Commuter rail station in Northbrook, Illinois, US

Northbrook is a commuter railroad station on Metra's Milwaukee District North Line in Northbrook, Illinois. The station is located at 1401 Shermer Road, is 21.0 mi away from Chicago Union Station, the southern terminus of the line, and serves commuters between Union Station and Fox Lake, Illinois. In Metra's zone-based fare system, Northbrook is in zone 3. As of 2018, Northbrook is the 28th busiest of Metra's 236 non-downtown stations, with an average of 1,259 weekday boardings.
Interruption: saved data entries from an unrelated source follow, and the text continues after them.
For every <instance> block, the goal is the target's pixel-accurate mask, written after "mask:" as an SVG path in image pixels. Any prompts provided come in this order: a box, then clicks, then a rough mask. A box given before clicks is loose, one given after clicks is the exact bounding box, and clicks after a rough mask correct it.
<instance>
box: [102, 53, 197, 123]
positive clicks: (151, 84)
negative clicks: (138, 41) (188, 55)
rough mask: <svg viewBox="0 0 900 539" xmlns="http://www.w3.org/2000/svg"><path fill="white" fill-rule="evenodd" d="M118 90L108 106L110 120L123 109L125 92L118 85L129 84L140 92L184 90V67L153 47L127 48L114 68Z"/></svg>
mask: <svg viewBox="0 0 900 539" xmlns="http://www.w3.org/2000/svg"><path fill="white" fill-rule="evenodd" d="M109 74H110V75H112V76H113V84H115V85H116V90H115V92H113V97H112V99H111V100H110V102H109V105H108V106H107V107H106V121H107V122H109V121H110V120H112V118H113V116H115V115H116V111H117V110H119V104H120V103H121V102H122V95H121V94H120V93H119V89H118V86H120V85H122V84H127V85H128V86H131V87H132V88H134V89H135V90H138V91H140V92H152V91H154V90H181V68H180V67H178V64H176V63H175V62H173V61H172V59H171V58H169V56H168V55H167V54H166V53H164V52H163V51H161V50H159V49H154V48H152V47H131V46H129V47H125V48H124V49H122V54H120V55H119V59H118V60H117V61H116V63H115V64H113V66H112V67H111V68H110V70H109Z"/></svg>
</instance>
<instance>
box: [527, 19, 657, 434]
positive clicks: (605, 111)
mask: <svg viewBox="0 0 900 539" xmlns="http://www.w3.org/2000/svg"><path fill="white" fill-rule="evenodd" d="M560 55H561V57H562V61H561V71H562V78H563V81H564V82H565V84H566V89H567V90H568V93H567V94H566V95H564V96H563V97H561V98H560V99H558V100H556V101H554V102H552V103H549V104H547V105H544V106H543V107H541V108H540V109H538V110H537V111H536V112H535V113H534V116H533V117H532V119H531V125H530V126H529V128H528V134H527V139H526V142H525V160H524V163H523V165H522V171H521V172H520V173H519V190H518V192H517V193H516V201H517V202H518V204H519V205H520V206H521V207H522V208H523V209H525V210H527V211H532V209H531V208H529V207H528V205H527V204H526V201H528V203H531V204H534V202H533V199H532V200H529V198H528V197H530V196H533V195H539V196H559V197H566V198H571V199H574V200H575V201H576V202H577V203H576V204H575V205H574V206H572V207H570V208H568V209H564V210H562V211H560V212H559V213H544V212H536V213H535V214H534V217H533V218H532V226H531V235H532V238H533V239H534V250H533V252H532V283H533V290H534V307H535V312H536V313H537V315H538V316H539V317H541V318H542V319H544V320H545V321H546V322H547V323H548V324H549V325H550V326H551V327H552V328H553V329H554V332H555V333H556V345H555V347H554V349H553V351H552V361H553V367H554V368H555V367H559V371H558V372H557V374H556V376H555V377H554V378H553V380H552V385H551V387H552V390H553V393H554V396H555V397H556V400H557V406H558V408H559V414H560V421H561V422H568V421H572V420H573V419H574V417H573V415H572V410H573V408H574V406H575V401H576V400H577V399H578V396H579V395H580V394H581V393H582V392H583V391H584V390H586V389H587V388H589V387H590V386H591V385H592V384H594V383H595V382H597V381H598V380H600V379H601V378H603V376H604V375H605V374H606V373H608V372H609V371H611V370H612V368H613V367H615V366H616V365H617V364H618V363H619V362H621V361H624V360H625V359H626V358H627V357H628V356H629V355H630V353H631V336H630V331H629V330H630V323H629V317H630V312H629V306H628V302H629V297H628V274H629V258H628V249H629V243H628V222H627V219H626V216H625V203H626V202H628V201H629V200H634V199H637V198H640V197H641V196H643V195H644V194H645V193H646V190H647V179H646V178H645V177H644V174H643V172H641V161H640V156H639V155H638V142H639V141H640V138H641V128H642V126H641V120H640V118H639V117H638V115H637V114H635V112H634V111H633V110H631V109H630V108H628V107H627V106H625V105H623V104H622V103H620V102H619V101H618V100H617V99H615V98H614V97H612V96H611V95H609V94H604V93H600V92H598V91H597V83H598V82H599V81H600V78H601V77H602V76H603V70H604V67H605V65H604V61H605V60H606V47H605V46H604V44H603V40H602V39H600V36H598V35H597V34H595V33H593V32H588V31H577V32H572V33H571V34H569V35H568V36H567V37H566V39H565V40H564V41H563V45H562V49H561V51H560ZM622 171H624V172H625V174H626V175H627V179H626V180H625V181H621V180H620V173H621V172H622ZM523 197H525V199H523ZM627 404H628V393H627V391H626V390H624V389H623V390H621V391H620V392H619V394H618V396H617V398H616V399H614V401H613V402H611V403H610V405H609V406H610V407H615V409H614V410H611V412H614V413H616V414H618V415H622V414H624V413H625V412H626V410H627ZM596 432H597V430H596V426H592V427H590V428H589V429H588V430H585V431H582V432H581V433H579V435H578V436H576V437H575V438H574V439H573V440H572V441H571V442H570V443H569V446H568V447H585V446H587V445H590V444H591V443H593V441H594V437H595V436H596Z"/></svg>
Metra trains pass through about every hour in each direction outside of rush hours, and up to every 20 minutes during rush hour. Bike racks are available at the station, on either side of the tracks. The tracks that run through Northbrook are also utilized by Amtrak's Hiawatha, Borealis and Empire Builder, as well as freight trains.

As of June 3, 2024, Northbrook is a scheduled stop for all Metra service on the line (27 trains in each direction on weekdays, 10 on Saturdays, and nine on Sundays and holidays).

Northbrook station was originally built by the Chicago, Milwaukee, St. Paul and Pacific Railroad. Parking is available both on Shermer Road and Lorenz Drive.